Select the projector you want:
(for multiple languages, see Projection Calculator Classic)
To find ALL projectors that meet your throw distance needs, search the Projector Database with your desired screen size and throw distance.
How far do you put a projector from the screen?
A projector's distance from a screen and the size of the image it produces are proportional to each other based on the optics of the lens. As you increase the distance between the projector and a screen the image will also increase. If your projector has a zoom lens, the lens can be adjusted to change the size of the screen image without changing the distance of the projector. Since each projector lens is different, an online projection calculator tool will help you calculate the size of an image on a screen relative to how far the projector is placed from screen.

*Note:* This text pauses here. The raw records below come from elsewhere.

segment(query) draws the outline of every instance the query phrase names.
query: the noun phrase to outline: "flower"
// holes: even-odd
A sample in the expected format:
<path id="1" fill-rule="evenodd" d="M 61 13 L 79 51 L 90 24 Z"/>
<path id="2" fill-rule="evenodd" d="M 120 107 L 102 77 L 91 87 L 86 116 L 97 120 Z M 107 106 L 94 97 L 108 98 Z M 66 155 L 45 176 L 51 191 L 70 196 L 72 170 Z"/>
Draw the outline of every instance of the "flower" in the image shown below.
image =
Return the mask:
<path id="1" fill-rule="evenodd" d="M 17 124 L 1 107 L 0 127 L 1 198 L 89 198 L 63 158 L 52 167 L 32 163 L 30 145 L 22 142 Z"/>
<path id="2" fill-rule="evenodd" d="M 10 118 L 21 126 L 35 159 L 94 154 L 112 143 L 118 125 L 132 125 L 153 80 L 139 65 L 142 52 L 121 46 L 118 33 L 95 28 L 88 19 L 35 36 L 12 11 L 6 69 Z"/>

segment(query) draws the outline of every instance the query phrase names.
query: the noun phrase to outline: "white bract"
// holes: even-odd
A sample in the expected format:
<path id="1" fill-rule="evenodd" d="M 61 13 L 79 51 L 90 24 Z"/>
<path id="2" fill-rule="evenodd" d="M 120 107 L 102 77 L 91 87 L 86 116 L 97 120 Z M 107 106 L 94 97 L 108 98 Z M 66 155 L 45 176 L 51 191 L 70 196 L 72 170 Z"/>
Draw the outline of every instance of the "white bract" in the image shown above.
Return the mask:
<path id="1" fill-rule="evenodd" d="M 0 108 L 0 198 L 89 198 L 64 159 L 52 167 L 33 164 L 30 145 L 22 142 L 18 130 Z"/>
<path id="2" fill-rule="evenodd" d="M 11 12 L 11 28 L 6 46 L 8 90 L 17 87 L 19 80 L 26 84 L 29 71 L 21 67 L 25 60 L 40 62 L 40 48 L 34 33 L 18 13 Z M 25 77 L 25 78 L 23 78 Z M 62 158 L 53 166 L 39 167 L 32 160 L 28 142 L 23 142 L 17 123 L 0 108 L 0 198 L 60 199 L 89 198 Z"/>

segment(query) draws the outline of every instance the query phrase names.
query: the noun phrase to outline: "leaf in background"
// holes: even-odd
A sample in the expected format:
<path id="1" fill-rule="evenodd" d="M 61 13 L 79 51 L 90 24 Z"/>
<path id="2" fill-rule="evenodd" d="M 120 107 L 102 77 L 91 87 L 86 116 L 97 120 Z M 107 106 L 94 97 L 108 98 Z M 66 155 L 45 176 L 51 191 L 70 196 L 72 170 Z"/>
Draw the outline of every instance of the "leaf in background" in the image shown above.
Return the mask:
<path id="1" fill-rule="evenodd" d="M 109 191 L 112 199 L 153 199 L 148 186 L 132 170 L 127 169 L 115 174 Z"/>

What is a throw ratio for a projector?
For any given projector, the width of the image (W) relative to the throw distance (D) is know as the throw ratio D/W or distance over width. So for example, the most common projector throw ratio is 2.0. This means that for each foot of image width, the projector needs to be 2 feet away or D/W = 2/1 = 2.0. So if I'm using a projector with a throw ratio of 2.0 and I have an image width of 5 feet, then my throw distance must be 10 feet. So the throw ratio is a simple formula that let's you easily compute throw distance or image width given that you know one of these measurements.
What is considered a short throw projector?
A short throw projector is a projector with a lens that has a throw ratio of 0.4 (distance/width) or less. These projectors are ideal for rear screen applications where the area behind the screen is limited, or for a wall mounted application where the projector will be mounted within 1 or 2 feet from the screen. The goal of these projectors is to produce as large of an image within the shortest amount of space between the projector and the screen.